The normality() performs Shapiro-Wilk test of normality of numerical values.
normality(.data, ...) # S3 method for data.frame normality(.data, ..., sample = 5000) # S3 method for grouped_df normality(.data, ..., sample = 5000)
.data | a data.frame or a |
---|---|
... | one or more unquoted expressions separated by commas. You can treat variable names like they are positions. Positive values select variables; negative values to drop variables. If the first expression is negative, normality() will automatically start with all variables. These arguments are automatically quoted and evaluated in a context where column names represent column positions. They support unquoting and splicing. |
sample | the number of samples to perform the test. See vignette("EDA") for an introduction to these concepts. |
An object of the same class as .data.
This function is useful when used with the group_by
function of the dplyr package.

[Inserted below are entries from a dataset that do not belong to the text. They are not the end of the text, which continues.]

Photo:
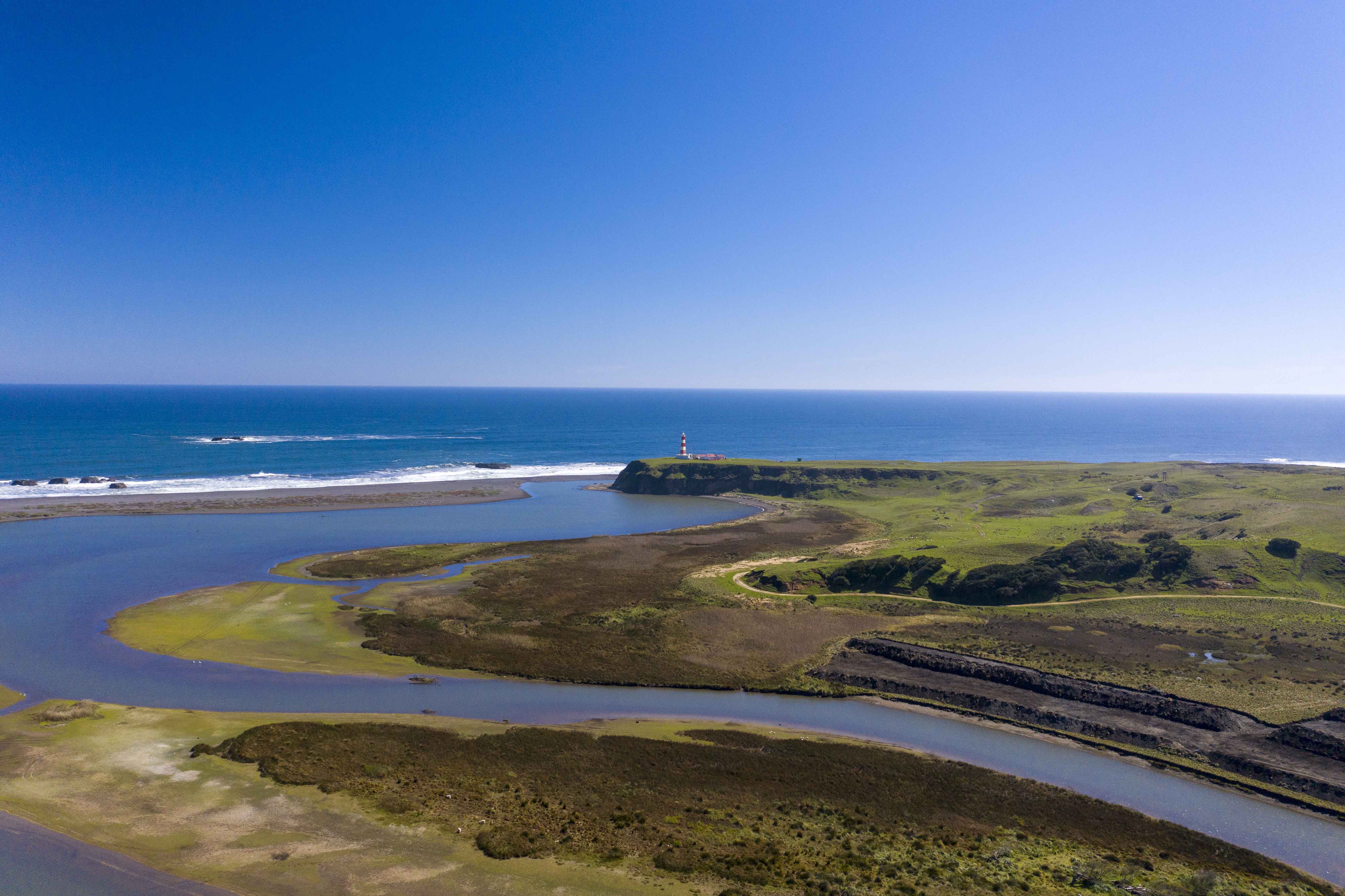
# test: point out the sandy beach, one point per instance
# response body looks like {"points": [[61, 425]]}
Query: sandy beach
{"points": [[420, 494]]}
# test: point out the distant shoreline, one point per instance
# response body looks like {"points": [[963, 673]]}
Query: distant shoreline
{"points": [[270, 501]]}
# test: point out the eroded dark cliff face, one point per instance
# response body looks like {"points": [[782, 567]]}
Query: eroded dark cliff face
{"points": [[1324, 736], [1302, 757], [1187, 712], [701, 478]]}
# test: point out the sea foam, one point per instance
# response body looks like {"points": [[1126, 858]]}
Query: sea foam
{"points": [[261, 480]]}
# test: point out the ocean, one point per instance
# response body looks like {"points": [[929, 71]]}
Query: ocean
{"points": [[162, 438]]}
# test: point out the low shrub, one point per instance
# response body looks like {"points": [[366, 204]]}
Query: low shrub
{"points": [[1286, 548], [79, 710], [506, 843]]}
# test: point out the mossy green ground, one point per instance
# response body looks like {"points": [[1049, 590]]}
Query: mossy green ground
{"points": [[291, 627], [9, 697], [986, 513], [124, 780], [1285, 658]]}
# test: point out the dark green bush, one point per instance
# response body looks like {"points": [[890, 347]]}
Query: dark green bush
{"points": [[1094, 560], [1286, 548], [1167, 558], [1003, 584], [505, 843], [884, 575]]}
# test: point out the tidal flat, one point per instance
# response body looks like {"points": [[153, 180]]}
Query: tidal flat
{"points": [[360, 804]]}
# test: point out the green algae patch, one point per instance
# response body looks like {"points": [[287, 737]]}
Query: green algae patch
{"points": [[9, 697], [730, 806], [126, 781], [288, 627]]}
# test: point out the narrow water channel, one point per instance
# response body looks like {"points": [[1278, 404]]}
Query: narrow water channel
{"points": [[63, 579]]}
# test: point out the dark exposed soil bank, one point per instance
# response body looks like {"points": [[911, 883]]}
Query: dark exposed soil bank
{"points": [[1074, 689], [1297, 761]]}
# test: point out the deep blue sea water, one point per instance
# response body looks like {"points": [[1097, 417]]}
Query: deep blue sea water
{"points": [[159, 436]]}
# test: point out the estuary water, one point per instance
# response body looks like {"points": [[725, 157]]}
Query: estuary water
{"points": [[64, 578]]}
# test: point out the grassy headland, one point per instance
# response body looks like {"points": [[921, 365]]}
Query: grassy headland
{"points": [[665, 609], [1052, 533]]}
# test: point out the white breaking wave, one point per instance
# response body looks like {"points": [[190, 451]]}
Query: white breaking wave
{"points": [[1304, 463], [259, 481], [271, 440]]}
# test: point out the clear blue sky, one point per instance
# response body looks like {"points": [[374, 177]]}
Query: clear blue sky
{"points": [[1134, 197]]}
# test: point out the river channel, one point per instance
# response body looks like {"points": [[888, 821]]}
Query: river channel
{"points": [[63, 579]]}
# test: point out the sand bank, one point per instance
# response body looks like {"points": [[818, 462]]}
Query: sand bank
{"points": [[420, 494]]}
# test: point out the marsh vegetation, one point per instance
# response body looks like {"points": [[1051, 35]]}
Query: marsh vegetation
{"points": [[759, 813]]}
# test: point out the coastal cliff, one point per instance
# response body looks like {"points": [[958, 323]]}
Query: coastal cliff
{"points": [[672, 477]]}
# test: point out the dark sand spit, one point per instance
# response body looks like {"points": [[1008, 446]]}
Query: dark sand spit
{"points": [[264, 501]]}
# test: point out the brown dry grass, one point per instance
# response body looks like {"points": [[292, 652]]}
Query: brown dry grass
{"points": [[612, 609], [69, 712]]}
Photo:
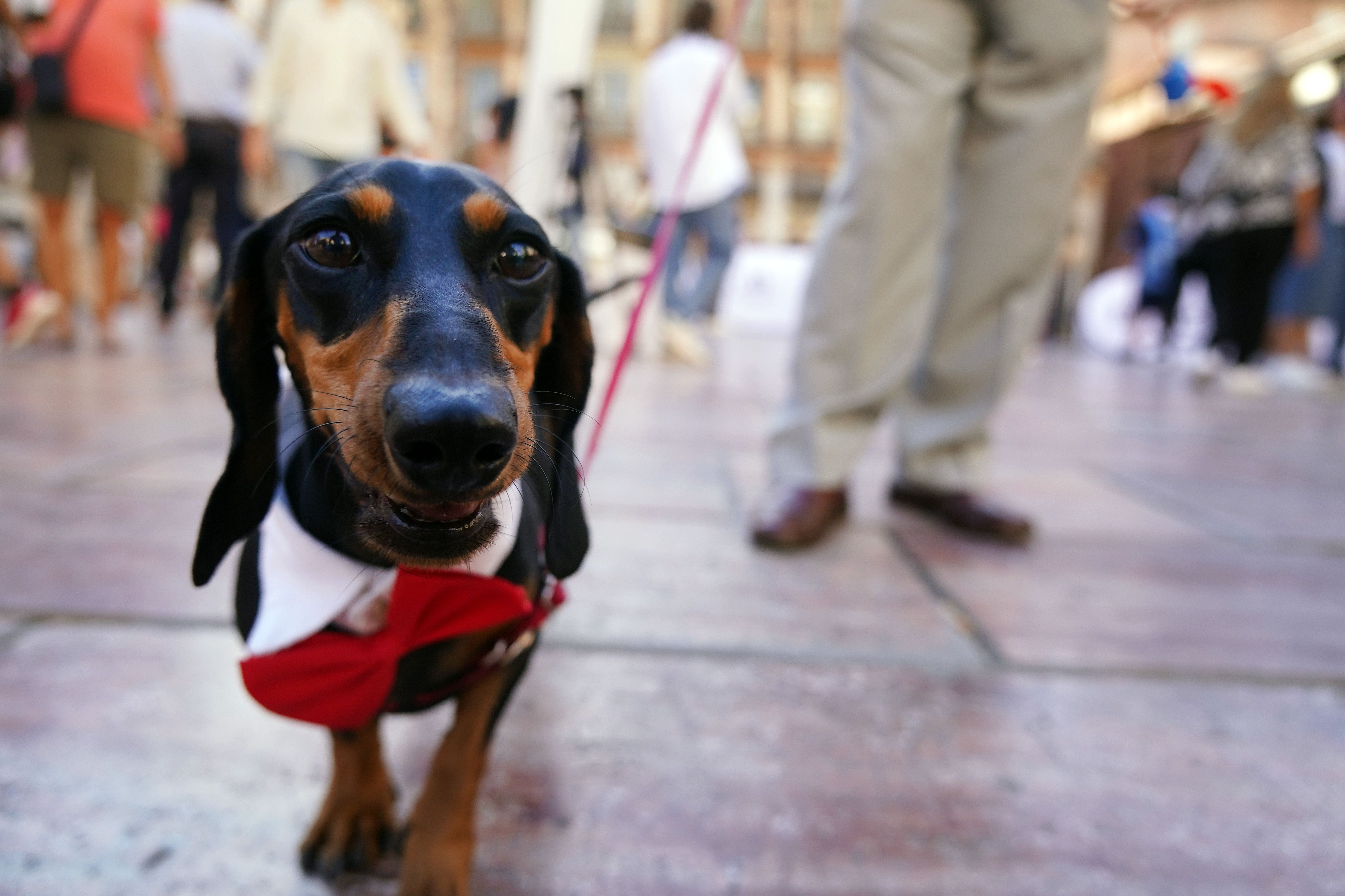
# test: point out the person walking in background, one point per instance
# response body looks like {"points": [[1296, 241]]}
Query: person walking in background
{"points": [[677, 83], [111, 50], [1157, 247], [1330, 278], [935, 256], [1257, 182], [331, 76], [1316, 288], [210, 57]]}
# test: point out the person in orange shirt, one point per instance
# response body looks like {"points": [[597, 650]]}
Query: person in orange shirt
{"points": [[106, 120]]}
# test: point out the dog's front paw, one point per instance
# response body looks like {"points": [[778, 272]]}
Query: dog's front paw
{"points": [[436, 867], [353, 832]]}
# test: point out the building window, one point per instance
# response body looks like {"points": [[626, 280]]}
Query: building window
{"points": [[817, 26], [618, 19], [481, 19], [484, 89], [611, 108], [752, 37], [752, 127], [814, 103]]}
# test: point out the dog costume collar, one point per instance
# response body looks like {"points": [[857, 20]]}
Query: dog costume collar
{"points": [[330, 630]]}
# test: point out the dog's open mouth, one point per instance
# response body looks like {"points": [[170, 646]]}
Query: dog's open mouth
{"points": [[453, 517]]}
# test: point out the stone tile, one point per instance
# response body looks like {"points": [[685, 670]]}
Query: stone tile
{"points": [[1171, 601], [91, 552], [132, 762], [789, 779], [660, 583], [660, 478]]}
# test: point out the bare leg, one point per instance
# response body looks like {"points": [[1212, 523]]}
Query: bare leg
{"points": [[54, 262], [357, 817], [110, 256], [1289, 337]]}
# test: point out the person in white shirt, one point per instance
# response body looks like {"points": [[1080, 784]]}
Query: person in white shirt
{"points": [[333, 76], [677, 83], [1330, 275], [210, 57]]}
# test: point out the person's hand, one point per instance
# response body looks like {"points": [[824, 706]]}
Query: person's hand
{"points": [[171, 142], [257, 158], [1308, 243]]}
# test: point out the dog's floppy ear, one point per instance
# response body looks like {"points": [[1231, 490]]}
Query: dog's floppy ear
{"points": [[245, 338], [560, 389]]}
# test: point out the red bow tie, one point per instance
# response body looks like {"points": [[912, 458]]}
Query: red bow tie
{"points": [[342, 681]]}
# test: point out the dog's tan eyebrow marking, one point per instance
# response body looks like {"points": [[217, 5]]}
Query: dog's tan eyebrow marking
{"points": [[370, 202], [484, 212]]}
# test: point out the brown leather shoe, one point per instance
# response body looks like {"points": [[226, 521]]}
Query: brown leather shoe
{"points": [[963, 512], [798, 517]]}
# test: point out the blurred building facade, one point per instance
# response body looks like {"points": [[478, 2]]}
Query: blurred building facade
{"points": [[790, 54]]}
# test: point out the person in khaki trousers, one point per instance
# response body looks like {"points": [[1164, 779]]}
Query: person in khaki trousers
{"points": [[965, 139]]}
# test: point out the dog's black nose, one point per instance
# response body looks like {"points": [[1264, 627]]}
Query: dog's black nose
{"points": [[450, 439]]}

If you want to test by level of the categorical
data you are interested in, rather than the whole observation,
you can use group_tf as the group_by function.
This function is computed shapiro.test
function.
The information derived from the numerical data test is as follows.
statistic : the value of the Shapiro-Wilk statistic.
p_value : an approximate p-value for the test. This is said in Roystion(1995) to be adequate for p_value < 0.1.
sample : the number of samples to perform the test. The number of observations supported by the stats::shapiro.test function is 3 to 5000.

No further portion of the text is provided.